Beyond these, there are two reasons to be specifically cautious of this study which are not addressed in the study itself.

- In estimating mortality rates, the authors start with the number and growth rate of reported deaths and then project the growth out 3 weeks to account for the resolution of current infections. This technique tacitly assumes that the reported deaths are accurate and that deaths will continue to grow at the same rate. Both of these assumptions are problematic. First, it is almost certain that many deaths were unreported. This is a widespread problem and has a large impact on the fatality rate. Second, the growth rate of deaths over a three week period after the study depends not on the prior growth in deaths but on the prior growth in infections. Given that the most central conclusion of the study is that infections have grown far faster than reported, it is unreasonable to project a fatality rate based solely on past growth of reported deaths. The latter worry can be mitigated by simply waiting 3 weeks to see how many deaths end up being reported. However, this leaves us fully dependent on the assumption that reported deaths are the same as actual deaths. Given the low number of deaths (the authors base their fatality rate estimate on 100 deaths) even small numbers of unreported deaths can have large impacts on the mortality rate.
- The biggest error in the study, and this is an error not merely a worry, is the inference from positive tests in a sample to actual infections in a population. The study measured the percentage of positive tests in a sample. From this they generalize to the population of the county. The methods they use entitle them to draw conclusions about the number of people who would test positive in the population. However, they actually draw conclusions about the number of infections in the population, which is not the same thing. When overall infection rates are low, as they are even in this study,even a test with high specificity can show a lot of false positives. In order to correct for this, we apply Bayes’ theorem to determine the chance that someone who has tested positive has actually been infected. Bayes theorem calculates the probability that someone who tests positive actually has the antibodies given information about the general prevalence of antibodies and the specificity and sensitivity of the test. Of course we have to estimate these and the answer will depend on our choices. The authors recognize the need to estimate sensitivity and specificity and provide analyses based on different estimates. However, they don’t take into account the need to adjust their conclusions based on the general prevalence of the antibodies in the population. Here’s an example of how this might be done, simplified because I’m not writing an academic paper here.

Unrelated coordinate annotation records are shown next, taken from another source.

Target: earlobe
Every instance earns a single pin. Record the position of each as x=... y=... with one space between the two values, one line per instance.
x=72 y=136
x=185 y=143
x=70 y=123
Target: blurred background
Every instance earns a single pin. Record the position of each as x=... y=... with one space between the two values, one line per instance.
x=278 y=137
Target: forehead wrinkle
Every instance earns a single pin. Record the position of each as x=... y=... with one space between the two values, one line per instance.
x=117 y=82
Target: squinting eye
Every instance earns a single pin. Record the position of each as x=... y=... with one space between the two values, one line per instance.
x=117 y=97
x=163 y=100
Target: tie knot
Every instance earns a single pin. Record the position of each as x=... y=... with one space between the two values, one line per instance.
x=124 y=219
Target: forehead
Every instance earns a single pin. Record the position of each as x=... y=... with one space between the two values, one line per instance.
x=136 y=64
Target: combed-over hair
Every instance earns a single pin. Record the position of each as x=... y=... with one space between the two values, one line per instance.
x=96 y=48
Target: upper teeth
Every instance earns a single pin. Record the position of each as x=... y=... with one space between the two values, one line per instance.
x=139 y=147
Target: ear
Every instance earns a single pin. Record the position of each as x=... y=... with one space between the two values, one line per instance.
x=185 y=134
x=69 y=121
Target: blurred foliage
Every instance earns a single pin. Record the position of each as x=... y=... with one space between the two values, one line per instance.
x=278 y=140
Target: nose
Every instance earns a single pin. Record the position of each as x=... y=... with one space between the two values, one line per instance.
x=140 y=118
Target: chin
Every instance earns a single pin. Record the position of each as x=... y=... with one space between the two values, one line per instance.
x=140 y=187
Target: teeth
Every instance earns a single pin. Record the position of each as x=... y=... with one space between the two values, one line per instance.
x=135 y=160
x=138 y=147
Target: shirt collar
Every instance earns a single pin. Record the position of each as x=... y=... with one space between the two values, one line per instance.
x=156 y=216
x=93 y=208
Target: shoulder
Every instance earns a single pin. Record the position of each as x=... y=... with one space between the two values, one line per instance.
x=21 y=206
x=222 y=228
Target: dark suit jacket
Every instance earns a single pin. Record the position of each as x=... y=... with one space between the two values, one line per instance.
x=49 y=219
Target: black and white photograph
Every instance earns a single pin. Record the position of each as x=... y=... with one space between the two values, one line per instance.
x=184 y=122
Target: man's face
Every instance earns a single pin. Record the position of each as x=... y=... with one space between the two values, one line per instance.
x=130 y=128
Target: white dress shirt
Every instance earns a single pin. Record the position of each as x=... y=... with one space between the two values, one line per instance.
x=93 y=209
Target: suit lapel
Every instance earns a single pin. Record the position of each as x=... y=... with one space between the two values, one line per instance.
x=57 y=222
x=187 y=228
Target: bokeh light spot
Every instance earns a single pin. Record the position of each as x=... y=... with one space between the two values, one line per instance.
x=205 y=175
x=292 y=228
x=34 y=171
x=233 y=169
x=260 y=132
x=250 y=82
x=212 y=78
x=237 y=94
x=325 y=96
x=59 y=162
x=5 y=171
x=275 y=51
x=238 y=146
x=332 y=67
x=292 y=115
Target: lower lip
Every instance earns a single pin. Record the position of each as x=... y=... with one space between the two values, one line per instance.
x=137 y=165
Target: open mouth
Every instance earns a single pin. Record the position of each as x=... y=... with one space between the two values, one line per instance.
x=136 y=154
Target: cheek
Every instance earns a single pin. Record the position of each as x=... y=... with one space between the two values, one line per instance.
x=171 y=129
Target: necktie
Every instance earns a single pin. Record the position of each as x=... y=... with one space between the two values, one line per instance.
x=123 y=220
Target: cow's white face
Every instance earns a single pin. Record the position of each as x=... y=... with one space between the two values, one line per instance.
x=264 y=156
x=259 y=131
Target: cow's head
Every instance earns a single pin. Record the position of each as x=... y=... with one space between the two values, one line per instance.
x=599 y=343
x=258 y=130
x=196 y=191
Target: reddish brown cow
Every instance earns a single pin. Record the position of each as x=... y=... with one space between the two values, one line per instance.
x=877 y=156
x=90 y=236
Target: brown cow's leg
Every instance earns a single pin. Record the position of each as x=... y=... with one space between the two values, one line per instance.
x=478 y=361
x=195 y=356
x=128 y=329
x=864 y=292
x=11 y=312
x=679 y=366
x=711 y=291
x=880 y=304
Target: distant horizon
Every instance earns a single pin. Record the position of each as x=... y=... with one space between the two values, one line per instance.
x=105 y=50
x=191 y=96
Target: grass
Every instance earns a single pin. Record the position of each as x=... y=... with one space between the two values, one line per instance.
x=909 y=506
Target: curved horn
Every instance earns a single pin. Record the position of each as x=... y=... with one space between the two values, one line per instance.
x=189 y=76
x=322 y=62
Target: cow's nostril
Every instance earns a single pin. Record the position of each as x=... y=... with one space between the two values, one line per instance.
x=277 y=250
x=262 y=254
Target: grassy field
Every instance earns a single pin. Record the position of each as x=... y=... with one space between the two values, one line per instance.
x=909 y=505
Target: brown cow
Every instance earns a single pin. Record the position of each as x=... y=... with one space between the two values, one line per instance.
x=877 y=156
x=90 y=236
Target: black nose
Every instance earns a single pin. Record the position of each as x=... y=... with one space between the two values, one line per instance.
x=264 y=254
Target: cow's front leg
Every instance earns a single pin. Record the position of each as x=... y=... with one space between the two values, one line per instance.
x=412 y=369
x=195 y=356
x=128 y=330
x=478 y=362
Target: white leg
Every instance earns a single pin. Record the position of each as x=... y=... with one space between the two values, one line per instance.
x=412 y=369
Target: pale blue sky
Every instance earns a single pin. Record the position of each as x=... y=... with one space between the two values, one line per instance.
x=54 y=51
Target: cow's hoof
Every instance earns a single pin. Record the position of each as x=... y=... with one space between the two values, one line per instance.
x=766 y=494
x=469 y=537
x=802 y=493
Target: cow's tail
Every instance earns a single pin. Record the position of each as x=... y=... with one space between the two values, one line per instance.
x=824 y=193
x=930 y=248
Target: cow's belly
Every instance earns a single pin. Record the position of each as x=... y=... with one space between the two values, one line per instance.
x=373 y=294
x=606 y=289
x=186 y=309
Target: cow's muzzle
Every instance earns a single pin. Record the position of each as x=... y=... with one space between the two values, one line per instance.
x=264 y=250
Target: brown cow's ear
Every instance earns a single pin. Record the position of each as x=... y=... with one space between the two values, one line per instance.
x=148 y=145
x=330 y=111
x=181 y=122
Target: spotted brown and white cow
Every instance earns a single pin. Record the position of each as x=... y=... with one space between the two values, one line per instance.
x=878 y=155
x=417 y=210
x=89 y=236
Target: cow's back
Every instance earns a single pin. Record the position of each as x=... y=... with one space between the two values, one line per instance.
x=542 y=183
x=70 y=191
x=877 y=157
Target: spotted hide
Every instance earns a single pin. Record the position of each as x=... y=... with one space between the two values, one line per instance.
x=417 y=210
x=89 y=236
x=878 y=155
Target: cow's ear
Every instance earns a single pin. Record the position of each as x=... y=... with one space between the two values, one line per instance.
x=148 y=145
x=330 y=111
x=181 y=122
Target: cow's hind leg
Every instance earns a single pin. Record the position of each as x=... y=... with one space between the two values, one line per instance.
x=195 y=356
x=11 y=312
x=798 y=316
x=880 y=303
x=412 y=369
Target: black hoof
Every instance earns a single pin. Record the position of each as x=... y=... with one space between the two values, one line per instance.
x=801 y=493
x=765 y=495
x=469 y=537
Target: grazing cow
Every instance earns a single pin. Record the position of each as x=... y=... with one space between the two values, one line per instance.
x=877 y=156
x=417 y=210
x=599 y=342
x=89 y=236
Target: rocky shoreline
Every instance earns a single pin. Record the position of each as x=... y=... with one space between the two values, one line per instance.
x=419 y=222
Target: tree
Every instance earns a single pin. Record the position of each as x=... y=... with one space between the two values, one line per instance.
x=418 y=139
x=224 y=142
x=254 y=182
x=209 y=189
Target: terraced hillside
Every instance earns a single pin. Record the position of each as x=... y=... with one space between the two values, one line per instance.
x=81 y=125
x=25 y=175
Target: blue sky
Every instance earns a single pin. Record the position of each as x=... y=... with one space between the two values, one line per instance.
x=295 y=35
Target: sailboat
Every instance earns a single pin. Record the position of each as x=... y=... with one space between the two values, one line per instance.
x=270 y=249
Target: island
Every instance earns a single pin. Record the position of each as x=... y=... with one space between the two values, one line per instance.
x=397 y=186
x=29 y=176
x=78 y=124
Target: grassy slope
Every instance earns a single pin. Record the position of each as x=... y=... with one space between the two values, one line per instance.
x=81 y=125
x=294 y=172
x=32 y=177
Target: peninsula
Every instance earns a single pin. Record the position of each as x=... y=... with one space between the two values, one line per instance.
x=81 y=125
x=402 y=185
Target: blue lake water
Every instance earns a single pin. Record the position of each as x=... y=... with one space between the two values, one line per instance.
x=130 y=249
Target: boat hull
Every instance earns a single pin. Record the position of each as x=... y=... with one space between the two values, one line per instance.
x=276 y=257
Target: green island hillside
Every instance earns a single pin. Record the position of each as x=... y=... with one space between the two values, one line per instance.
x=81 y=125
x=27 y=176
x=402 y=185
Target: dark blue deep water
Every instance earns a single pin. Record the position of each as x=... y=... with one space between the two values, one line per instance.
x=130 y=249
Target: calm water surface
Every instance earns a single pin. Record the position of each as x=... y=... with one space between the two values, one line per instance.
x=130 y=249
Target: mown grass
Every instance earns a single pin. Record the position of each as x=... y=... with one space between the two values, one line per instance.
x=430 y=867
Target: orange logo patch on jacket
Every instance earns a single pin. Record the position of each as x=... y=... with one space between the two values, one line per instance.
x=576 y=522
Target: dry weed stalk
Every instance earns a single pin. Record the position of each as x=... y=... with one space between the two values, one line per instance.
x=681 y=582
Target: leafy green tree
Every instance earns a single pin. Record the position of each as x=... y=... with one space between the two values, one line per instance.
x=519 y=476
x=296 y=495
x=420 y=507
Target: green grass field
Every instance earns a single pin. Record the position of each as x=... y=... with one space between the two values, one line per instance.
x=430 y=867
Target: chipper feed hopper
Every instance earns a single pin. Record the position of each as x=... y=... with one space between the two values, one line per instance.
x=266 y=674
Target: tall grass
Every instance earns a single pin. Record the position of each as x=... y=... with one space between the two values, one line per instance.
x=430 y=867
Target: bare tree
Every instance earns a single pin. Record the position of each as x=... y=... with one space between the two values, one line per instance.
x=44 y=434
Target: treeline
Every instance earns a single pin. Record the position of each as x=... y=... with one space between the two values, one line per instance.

Let’s start with the background assumption (called a “prior”) that 1.5% of the population has developed antibodies and that the test has a sensitivity of 80.3% and a specificity of 99.5% (these are the estimates from the author’s third scenario.) Inputting these numbers into Bayes’ theorem tells us that the chance that someone has the antibodies, given that they test positive, is about 71%. So, if the sample indicates that we should expect a positive test rate in the population of 2.75%, then we should conclude that about 1.95% of the population actually has antibodies.

The upshot of problems A ad B above is that the infection and mortality estimates are likely to be considerably wrong. If the infection rate is only 71% of the estimate, as in the example I gave, and the real number of deaths is twice what was estimated, then the infection fatality rate would be nearly 3 times as high as the study estimated. These are big differences.

So, what’s the upshot?

Infection rates are undoubtedly many times higher than the reported case rates. This study adds on to the weight of evidence for this. The number of deaths is also undoubtedly a lot higher than reported. It seems likely that the percentage of underreporting of infections is higher than the percentage of underreporting of deaths, so that the infection fatality rate is much lower than the 5.3% the tracker currently shows for the US. However, until we actually have widespread testing using tests that are of known quality, we won’t actually have a clear idea of what the infection rate, or the infection fatality rate, really is. This study is suggestive, but not much more. At least that’s my read of it.